For the last 77 years there has been hope that Pakistan will get a government that will turn around its economy, but that has never happened. Maybe the time has come to examine the fundamental challenges the country faces.
In a recent piece, Yousuf Nazar, former head of Citigroup’s emerging markets investments writes that Singapore’s legendary founder Lee Kuan Yew made three important decisions right after the country’s independence, that played a critical role in transforming the country from a poor fishing village to one of the richest countries in the world. These were: “adopting the English language, attracting the best intellectual and management capital in the world regardless of national origin, and paying public servants generously while showing zero tolerance for corruption.”
Pakistan faces persistently high structural inflation and ballooning debt. “The federal government’s debt continues to climb at the rate of $2.3 billion a month. It has nearly doubled in the past four years, rising from Rs 38.8 trillion in June 2020 to Rs 74.3 trillion in April 2024. The federal government debt-to-GDP ratio rose from 58.6% in 2013-14 to nearly 75% in 2023. The interest cost climbed from 54% of net federal revenues (total revenues less transfers to provinces) in 2014 to 113% in 2024.”

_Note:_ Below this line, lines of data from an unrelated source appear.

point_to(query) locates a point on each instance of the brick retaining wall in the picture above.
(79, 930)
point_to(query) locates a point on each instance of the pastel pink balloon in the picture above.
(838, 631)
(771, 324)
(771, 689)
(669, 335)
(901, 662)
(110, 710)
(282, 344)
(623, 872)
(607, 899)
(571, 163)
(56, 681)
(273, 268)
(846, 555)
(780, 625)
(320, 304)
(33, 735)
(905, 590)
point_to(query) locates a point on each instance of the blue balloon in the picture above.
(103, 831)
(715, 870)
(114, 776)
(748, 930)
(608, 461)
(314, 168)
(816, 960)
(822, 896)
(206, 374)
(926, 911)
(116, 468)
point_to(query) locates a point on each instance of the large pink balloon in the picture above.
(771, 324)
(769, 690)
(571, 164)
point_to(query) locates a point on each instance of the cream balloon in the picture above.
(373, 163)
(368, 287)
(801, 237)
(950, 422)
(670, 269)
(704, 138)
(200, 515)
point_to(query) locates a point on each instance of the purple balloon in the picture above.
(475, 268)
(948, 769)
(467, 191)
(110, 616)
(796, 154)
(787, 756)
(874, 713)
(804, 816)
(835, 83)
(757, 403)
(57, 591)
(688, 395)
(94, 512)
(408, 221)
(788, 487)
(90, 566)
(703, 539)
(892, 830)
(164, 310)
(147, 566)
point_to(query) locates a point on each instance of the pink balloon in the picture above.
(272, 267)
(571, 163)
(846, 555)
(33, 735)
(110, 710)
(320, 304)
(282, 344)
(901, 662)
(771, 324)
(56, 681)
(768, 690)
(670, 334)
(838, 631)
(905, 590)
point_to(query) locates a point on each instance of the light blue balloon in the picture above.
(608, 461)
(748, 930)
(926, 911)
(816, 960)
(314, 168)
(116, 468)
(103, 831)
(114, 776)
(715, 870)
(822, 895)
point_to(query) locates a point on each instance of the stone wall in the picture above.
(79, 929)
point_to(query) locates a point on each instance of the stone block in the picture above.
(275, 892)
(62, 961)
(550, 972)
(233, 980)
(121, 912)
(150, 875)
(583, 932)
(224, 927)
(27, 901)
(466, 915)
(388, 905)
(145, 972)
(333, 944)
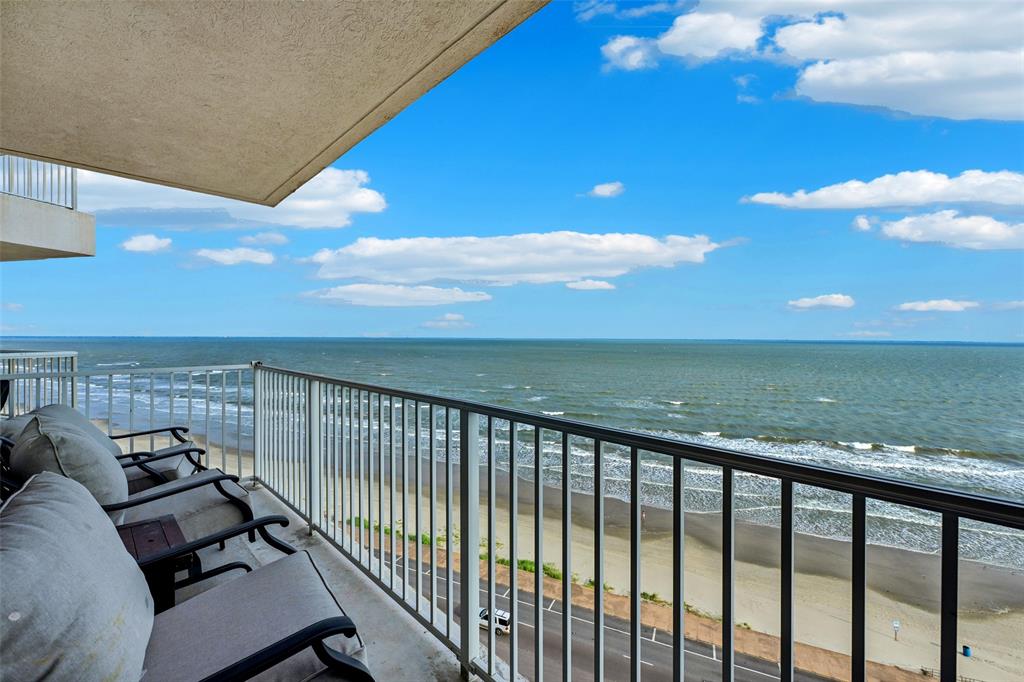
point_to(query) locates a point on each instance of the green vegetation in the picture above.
(550, 569)
(652, 596)
(590, 584)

Further, according to Nazar “The share of the livestock sector (about 14% of the GDP) in the economy is rising, manufacturing is declining, and low-skilled services underpinned by a consumption-driven economy (supported by about $30 billion in remittances from overseas) characterize the economy of the sick man of Asia.”
Nazar warns that the lesson for Pakistan remains “a highly indebted and dysfunctional economy cannot be revived by mediocre public officials with a myopic worldview, who continue to walk down the beaten path and are incapable of doing anything except borrowing more. The country’s ruling elites must introduce major governance and economic reforms to avoid sinking deeper into the debt quagmire. Otherwise, they have the most to lose because they cannot compete and thrive anywhere else outside Pakistan.”